SRINAGAR: Sixteen-year-old Nysan Ashraf is alone with her friend Afreen near Dal Lake, the popular urban lagoon known as “Srinagar’s Jewel,” where people gather at festival time.

Dressed in new clothes bought especially to celebrate Eid Al-Adha on Monday, Ashraf and her classmate said they are feeling lost and downcast.

“This is the worst Eid of my life. There is no program, no celebration, no festive atmosphere. We are feeling sorry for dressing nicely today,” said Ashraf, a Grade 10 student.

“Before we used to go to the mosque, then qurbani (animal sacrifice), and then we would greet each other on the phone, but everything is missing this year,” she told Arab News.

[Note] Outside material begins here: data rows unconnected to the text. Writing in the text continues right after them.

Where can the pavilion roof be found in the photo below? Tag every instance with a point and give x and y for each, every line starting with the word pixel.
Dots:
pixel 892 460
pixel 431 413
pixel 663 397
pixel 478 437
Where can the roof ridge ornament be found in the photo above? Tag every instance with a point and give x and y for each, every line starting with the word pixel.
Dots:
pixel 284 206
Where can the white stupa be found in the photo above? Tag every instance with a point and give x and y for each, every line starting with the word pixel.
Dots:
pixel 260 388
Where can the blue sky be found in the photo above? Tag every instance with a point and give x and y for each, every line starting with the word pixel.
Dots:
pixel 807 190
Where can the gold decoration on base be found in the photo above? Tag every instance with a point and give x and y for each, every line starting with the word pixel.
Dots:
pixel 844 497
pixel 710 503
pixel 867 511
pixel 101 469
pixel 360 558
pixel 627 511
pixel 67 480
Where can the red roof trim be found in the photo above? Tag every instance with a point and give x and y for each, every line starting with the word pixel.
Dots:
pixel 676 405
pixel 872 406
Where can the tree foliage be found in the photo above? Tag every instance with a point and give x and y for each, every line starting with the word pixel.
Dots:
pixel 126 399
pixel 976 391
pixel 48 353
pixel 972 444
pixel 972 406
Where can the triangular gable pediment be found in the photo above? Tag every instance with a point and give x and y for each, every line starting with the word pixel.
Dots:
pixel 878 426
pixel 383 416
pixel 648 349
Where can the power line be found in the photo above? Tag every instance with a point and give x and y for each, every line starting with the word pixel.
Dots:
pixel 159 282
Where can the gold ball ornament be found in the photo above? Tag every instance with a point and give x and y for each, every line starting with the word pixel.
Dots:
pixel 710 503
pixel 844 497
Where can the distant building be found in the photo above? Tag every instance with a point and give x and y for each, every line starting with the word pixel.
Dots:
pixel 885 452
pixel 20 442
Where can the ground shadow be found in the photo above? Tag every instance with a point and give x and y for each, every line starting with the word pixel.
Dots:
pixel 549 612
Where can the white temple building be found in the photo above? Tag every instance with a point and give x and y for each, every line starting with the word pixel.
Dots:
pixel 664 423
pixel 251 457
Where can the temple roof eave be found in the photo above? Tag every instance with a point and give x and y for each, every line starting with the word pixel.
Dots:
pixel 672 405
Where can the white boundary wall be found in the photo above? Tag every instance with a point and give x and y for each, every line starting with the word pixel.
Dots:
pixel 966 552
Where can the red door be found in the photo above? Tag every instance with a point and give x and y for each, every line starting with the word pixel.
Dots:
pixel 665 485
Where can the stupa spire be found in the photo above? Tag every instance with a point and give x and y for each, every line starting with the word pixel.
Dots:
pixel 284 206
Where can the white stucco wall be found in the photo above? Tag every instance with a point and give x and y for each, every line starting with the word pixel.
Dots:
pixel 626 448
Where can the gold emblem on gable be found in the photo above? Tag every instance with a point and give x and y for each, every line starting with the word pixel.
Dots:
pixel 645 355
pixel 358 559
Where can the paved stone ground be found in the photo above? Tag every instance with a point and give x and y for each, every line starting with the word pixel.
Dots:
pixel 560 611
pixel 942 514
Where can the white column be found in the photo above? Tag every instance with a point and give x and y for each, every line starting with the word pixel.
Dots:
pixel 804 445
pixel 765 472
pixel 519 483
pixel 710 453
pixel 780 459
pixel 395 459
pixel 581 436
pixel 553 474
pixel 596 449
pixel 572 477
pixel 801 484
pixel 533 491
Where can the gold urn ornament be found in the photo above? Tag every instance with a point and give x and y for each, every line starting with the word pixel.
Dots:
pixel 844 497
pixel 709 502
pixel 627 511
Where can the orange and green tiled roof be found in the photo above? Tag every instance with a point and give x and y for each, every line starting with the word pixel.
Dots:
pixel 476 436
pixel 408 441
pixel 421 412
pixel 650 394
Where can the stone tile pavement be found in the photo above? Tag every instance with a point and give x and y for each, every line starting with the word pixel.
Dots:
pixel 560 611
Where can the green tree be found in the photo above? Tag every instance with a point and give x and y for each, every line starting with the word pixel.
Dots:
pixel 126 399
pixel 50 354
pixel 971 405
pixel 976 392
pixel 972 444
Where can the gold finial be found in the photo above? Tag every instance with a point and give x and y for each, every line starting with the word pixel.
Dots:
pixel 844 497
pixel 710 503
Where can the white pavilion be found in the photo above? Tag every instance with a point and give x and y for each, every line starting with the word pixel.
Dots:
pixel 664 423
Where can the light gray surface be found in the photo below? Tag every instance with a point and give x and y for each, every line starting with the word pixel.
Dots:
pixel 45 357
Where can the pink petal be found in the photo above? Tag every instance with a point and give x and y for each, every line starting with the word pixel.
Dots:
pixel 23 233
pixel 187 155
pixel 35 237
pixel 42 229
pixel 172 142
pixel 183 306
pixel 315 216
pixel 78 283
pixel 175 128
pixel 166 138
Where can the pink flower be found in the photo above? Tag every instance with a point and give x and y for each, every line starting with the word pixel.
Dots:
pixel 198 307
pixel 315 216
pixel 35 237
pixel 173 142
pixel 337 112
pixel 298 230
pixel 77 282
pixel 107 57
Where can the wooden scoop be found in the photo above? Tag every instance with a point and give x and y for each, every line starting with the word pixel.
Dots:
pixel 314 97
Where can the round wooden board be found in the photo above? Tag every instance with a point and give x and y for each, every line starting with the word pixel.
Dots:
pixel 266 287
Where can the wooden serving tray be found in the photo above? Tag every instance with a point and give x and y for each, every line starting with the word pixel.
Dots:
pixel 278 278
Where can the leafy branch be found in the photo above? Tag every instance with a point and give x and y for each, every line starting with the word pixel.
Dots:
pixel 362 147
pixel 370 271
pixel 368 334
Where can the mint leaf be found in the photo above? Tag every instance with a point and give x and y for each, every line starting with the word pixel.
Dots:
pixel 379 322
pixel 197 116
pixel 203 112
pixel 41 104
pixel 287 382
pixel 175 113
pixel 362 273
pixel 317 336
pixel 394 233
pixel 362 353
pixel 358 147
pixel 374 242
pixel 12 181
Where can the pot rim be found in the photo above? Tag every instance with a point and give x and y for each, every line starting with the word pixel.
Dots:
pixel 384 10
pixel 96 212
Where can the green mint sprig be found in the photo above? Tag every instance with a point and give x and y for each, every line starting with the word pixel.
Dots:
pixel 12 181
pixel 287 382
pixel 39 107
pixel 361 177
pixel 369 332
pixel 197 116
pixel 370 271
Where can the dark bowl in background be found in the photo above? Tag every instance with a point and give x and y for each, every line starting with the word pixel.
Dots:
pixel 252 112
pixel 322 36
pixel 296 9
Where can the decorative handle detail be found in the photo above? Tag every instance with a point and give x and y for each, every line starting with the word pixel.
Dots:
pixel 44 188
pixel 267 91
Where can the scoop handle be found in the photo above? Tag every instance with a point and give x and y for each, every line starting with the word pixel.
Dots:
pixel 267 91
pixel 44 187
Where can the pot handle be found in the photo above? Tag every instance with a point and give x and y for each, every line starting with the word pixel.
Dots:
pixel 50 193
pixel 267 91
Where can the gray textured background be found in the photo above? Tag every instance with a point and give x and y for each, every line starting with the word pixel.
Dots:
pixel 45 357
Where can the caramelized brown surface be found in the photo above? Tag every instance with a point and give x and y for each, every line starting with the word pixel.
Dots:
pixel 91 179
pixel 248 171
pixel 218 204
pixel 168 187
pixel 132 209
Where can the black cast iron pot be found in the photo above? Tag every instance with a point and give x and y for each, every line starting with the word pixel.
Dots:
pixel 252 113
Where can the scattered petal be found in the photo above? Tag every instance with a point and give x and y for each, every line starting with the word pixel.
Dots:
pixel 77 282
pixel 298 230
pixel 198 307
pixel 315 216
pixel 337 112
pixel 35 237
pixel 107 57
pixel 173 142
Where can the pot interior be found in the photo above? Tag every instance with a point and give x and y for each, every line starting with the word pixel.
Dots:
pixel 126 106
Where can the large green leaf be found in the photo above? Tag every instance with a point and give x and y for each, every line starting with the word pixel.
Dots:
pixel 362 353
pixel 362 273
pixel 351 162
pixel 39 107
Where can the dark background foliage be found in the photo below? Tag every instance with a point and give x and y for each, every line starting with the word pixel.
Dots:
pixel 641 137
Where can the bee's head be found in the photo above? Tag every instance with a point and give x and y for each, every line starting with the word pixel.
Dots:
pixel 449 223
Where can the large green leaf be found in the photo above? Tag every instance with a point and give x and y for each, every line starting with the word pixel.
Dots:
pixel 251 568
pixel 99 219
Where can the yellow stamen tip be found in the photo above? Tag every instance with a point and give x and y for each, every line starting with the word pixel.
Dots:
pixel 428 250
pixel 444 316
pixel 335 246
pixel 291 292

“I am not sure what is in store for us in future. I hope Allah has something good for us,” she added.

“People are angry. Look around, there are only military people sitting and watching. Do you think this is the democracy India claims to be? I want the government to restore our rights and let us decide our fate.”

Her friend Afreen said that “she feels really scared to see so many security people. Can we really say that it’s the day of Eid in Kashmir today?”

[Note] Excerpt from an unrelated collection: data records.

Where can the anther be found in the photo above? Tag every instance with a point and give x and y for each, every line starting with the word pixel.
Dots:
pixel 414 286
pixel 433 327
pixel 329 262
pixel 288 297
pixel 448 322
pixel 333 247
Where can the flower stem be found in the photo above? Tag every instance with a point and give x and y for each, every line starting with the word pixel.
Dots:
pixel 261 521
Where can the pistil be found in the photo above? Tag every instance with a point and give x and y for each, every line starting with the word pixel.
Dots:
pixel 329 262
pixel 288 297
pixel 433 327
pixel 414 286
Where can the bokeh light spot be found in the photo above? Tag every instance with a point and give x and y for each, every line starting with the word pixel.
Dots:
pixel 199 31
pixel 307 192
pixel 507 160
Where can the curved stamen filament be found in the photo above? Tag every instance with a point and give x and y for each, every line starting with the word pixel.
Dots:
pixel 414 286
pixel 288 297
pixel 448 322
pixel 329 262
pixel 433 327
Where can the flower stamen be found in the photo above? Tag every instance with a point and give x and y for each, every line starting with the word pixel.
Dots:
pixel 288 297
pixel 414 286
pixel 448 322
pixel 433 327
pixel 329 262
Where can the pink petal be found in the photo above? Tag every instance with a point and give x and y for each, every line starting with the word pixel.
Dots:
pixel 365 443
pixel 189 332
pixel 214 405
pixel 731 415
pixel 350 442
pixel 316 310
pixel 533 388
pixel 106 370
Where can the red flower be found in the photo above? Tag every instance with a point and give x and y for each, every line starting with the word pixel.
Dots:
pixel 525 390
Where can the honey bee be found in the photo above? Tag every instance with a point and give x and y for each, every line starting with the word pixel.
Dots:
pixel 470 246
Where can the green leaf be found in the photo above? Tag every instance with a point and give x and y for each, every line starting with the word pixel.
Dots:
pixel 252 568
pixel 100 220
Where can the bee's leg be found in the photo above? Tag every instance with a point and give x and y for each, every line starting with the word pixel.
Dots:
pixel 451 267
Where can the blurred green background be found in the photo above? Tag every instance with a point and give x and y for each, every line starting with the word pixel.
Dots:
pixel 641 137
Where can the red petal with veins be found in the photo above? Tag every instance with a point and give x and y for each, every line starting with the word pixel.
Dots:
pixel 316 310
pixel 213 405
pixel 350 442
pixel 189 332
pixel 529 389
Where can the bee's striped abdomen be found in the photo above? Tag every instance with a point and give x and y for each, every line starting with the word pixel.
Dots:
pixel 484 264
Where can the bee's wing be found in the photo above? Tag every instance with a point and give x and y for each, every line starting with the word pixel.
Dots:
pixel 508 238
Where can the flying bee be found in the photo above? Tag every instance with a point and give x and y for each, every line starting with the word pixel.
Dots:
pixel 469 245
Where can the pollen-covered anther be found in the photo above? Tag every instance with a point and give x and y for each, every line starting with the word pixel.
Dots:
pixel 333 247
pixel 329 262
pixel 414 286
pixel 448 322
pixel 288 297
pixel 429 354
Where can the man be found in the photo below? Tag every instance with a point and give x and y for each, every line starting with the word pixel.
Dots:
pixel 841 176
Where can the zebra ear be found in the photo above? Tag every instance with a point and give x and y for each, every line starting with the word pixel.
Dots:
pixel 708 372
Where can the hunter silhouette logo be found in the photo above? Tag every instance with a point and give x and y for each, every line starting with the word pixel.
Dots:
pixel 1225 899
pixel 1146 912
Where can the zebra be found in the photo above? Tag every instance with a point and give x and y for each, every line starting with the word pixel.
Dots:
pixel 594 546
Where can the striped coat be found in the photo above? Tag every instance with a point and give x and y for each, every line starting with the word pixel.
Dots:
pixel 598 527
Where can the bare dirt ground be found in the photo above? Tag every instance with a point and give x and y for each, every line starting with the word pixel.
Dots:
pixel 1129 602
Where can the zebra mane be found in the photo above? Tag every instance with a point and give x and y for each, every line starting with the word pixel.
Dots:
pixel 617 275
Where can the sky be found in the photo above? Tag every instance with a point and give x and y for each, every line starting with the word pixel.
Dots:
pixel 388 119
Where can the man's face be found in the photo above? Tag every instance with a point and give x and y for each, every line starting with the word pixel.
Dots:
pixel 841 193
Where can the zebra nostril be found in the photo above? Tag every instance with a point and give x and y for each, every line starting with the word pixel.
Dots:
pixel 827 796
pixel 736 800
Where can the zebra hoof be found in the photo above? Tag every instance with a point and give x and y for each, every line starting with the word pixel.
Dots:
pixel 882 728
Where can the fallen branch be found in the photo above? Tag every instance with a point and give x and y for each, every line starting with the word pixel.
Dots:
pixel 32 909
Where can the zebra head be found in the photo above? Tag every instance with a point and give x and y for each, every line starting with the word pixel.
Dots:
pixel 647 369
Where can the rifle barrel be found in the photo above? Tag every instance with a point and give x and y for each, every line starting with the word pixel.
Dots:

Altaf Ahmad, 43, a cleric in a mosque in central Srinagar, is also upset. “This is a day of deep sorrow for us. I have never seen this kind of Eid in my whole life. There is no sacrifice, no celebration,” he said.

“Eid is such an auspicious day for us. It’s a day when we offer a sacrifice to Allah. But we did not offer any sacrifice today as a mark of mourning.” he said.

HIGHLIGHTS

• Tight security restrictions were in place in Srinagar on Monday, with restrictions on people visiting mosques outside their neighborhood.

• Larger mosques, such as Hazratbal and Jama Masjid, remain closed, according to some reports.

• The local administration advised people to offer Eid prayer at mosques in their area.

Ahmad told Arab News that “my mosque has three floors and can accommodate at least 500 people. During Eid normally 2,000 people gather in the mosque and nearby area to offer prayer. But you can see there are only 20 people today. Is this Eid?

“I have been called at least four times since Saturday by the Indian security personnel. They harassed me for offering my namaz (prayer). They were coaxing me not to lead the Eid prayer in the mosque on Monday. They also came this morning. We defied their order and offered our prayer. But attendance was very low,” he said.

“We are all immersed in deep sorrow. What crime have we committed that we have to see this day in our life? Why was I born to see this day?

“We are angry, but we are forced to be silent. We don’t know what will happen to us if we talk freely. We want to tell the world through you that whatever atrocities are taking place in Kashmir, it should stop immediately,” he said.

Haleema Shah, a schoolteacher, said: “We are not celebrating Eid today. We are in a state of mourning over the people of Kashmir being put in an open jail. We are mourning the scrapping of Article 370 of the constitution.”

Ashraf Wani, a sheep seller, said: “This Eid has brought huge loss for me. I spent at least $15,000 buying a herd of sheep. But I have not sold even one-third of the sacrificial animals that I brought to the market this time. I face a huge loss.”

Wani said that “generally on the day of Eid I do not come to sell sacrificial lambs, but this year I am on the road, hoping against hope to recover some loss.”

Tight security restrictions were in place in Srinagar on Monday, with restrictions on people visiting mosques outside their neighborhood.

Larger mosques, such as Hazratbal and Jama Masjid, remain closed, according to some reports.

The local administration advised people to offer Eid prayer at mosques in their area.

“We wanted to avoid any untoward incidents, so we asked people to offer prayers at a mosque in their locality,” said Rohit Kansal, principal secretary of the Jammu and Kashmir government.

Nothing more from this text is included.